My client is obviously paranoid; I think he has been burned in the past. While my town is a reasonably major metro, we only have a handful of large household-name corporations. Essentially, if his clients are one or more of those big companies, then I wouldn’t be able to do any copywriting business with any department in those firms – even those the agency isn’t directly working with.

Some of these companies probably use six different agencies in town. If I sign this agreement, and get a call from one of those other agencies (quite possible), I’d have to turn down that work. Or, if one of the companies themselves wanted to hire me to write, say, internal communications (work outside the agency’s scope), I’d have to turn that down as well. Help!

PB: Maybe I’ve been lucky in my commercial writing career, but I’ve never been asked to sign anything so draconian as this, so in my experience, it’s not at all common. Non-competes are typically used for employees who leave a company and, understandably, that company is a bit hesitant to have them go to work for a competitor for at least a few years. But to require a contractor to not solicit work from their clients or even competing agencies that might work for those clients, for two years?
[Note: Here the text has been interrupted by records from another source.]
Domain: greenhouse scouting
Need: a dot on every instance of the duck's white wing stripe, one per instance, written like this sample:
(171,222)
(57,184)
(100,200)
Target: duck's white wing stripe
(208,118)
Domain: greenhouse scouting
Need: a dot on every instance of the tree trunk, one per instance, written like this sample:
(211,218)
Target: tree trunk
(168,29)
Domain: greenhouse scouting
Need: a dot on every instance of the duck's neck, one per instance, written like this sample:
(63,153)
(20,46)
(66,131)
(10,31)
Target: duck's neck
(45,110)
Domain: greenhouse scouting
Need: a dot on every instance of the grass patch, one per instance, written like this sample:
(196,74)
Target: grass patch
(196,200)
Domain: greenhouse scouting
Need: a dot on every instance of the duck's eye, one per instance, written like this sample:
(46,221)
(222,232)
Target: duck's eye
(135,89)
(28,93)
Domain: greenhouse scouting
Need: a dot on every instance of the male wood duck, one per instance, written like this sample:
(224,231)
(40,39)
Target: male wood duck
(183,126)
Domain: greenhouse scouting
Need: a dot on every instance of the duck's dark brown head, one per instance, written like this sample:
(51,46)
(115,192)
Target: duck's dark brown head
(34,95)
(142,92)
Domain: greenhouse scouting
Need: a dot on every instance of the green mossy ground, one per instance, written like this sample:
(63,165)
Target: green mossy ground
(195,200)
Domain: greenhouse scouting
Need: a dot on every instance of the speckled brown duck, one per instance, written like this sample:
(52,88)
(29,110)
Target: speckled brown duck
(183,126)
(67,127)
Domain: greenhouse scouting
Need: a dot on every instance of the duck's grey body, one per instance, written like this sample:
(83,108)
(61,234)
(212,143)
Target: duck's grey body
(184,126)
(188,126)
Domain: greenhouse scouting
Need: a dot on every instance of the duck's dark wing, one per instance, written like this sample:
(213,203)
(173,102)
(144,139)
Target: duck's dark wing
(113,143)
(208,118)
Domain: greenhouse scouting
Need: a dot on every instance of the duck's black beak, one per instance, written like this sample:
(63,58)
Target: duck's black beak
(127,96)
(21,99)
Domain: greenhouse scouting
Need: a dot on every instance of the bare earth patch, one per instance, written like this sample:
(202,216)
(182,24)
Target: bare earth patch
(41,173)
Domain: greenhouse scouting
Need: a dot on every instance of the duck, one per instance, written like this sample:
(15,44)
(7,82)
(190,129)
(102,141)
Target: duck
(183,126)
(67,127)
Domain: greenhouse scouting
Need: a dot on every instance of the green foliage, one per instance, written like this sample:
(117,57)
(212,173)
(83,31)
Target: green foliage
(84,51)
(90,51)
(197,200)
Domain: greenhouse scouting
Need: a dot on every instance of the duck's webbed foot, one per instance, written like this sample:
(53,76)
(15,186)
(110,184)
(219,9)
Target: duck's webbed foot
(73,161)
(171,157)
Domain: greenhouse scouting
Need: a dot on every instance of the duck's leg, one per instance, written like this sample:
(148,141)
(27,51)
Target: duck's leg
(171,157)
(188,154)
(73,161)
That’s downright preposterous.

Now, I have encountered the wrath of a copywriting client who thought I was going around them to solicit work directly from the client – a BIG no-no, and I get that (talk about paranoid; they saw me swapping cards with an account exec from the client, and made the totally wild leap that I was soliciting work directly from them).
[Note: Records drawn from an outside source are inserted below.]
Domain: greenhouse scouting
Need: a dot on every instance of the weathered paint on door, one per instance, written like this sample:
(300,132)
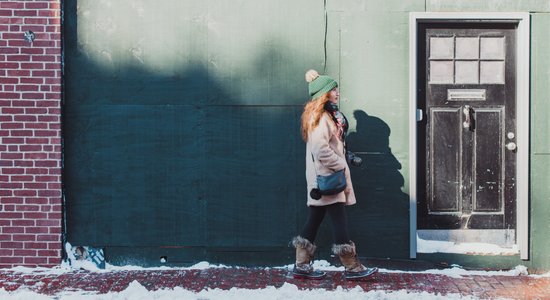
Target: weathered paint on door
(469,127)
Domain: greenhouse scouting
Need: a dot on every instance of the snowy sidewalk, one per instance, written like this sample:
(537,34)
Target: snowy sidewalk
(213,282)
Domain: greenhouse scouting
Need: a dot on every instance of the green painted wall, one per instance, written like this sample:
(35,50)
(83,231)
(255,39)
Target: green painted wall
(181,123)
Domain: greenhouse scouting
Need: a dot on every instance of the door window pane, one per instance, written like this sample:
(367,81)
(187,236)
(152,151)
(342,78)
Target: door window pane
(492,48)
(441,71)
(492,72)
(467,48)
(467,72)
(441,47)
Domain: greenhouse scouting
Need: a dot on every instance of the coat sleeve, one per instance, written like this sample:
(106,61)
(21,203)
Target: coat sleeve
(320,148)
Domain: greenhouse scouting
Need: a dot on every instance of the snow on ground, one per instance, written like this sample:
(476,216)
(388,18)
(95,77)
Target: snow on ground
(136,291)
(432,246)
(288,291)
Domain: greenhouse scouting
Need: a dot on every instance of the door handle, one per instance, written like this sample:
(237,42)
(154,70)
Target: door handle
(467,112)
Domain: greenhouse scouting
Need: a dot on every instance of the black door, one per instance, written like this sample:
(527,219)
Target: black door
(468,133)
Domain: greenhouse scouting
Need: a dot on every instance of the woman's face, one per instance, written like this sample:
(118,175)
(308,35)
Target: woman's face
(334,95)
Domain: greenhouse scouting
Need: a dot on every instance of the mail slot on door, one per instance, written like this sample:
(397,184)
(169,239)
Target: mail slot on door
(466,95)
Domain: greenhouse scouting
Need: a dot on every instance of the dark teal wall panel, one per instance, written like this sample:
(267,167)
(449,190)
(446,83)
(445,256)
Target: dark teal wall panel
(133,175)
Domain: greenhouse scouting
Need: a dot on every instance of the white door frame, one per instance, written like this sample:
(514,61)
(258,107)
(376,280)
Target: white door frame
(522,100)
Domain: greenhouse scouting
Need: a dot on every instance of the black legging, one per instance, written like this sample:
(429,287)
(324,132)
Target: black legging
(337,214)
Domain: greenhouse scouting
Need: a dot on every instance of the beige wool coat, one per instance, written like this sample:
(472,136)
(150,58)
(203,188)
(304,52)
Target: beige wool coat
(328,153)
So, this is similar but exponentially more far-reaching, and in a much more locked-down form. I wouldn’t sign it unless you’re okay with being shut out from doing any commercial freelancing jobs for any of these other companies, which I kinda doubt you are. My first instinct is to tell them to go jump in the lake. After all, according to this agreement, you do one $250 job for them, after which they drop you, and you’re shut out from all this potential work for two years. That’s laughable.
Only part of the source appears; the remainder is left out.